Answer:
The speed of the wind is 118.10km/h in the direction 36.07° north of east.
Question:
A light plane is headed due south with a speed relative to still air of 165 km/h . After 1.00 h, the pilot notices that they have covered only 135 km and their direction is not south but southeast 45.0. What is the wind velocity?
Explanation:
Resultant distance moved by the plane = distance moved by plane in still air + distance moved as a result of wind.
R = Dp + Dw
Dp = speed of plane in still air × time of travel = 165km/h × 1 h = 165km south
R = 135km South east
Resolving the distance to x and y components.
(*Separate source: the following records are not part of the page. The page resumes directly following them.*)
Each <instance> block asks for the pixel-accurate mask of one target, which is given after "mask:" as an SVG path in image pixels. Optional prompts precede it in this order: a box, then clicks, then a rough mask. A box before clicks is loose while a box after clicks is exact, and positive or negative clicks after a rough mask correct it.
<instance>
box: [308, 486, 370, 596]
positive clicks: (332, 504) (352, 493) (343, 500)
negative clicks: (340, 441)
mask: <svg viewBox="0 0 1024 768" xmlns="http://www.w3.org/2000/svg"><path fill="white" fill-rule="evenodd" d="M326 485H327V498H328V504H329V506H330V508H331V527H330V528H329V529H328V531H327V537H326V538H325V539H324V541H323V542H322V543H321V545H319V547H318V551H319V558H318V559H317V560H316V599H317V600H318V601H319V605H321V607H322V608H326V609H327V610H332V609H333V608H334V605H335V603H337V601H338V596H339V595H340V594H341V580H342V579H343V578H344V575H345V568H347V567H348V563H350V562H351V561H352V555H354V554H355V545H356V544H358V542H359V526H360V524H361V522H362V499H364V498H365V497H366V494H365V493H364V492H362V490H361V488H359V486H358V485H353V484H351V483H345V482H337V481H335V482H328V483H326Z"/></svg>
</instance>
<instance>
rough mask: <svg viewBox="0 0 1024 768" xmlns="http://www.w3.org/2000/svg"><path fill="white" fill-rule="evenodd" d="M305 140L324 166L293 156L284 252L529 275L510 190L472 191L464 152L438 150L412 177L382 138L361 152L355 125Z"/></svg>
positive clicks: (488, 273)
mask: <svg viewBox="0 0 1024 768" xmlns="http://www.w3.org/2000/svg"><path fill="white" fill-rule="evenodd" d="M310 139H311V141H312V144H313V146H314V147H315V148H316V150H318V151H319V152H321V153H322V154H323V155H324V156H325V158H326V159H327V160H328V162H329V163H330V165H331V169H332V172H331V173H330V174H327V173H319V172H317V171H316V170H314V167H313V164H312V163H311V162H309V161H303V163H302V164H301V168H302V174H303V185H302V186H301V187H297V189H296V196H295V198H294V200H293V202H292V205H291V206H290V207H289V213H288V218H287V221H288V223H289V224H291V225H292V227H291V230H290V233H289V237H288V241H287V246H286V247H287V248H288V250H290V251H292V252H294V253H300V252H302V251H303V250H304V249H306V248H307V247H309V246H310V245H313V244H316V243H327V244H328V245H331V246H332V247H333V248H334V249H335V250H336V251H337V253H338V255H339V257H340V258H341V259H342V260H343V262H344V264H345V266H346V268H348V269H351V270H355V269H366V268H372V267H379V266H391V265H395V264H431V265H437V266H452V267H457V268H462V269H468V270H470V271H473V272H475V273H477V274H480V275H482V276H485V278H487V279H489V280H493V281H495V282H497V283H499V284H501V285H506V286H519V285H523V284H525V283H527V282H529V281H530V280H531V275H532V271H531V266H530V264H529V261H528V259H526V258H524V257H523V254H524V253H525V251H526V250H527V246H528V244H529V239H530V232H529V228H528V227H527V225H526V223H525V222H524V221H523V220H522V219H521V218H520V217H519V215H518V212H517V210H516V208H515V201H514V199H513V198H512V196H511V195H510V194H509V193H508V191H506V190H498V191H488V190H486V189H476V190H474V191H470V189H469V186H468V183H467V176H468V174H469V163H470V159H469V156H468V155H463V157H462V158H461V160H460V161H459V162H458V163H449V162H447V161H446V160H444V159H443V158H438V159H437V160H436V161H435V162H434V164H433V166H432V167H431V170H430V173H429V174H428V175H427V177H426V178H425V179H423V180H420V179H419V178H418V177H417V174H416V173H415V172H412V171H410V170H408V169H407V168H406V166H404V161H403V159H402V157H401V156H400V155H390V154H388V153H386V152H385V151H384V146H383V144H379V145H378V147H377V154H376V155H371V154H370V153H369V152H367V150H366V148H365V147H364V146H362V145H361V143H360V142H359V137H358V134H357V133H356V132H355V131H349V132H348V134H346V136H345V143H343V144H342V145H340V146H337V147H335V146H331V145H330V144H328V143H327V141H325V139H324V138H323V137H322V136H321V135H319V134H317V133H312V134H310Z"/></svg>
Let north represent positive y component and east represent positive x component.
x- component
135cosθ = 0 + Dwx
Dwx = 135cos45 = 95.46km
y- component
-135sinθ = -165 + Dwy
Dwy = 165 - 135sin45
Dwy = 69.54 km
Dw = √(95.46^2 + 69.54^2)
Dw = 118.10 km
Speed = distance/time = 118.10km/1h = 118.10km/h
Angle
Tanθ = Dwy/Dwx = 69.54/95.46
θ = taninverse(69.54/95.46)
θ = 36.07°
Since both x and y component are positive (north and east)
The speed of the wind is 118.10km/h in the direction 36.07° north of east.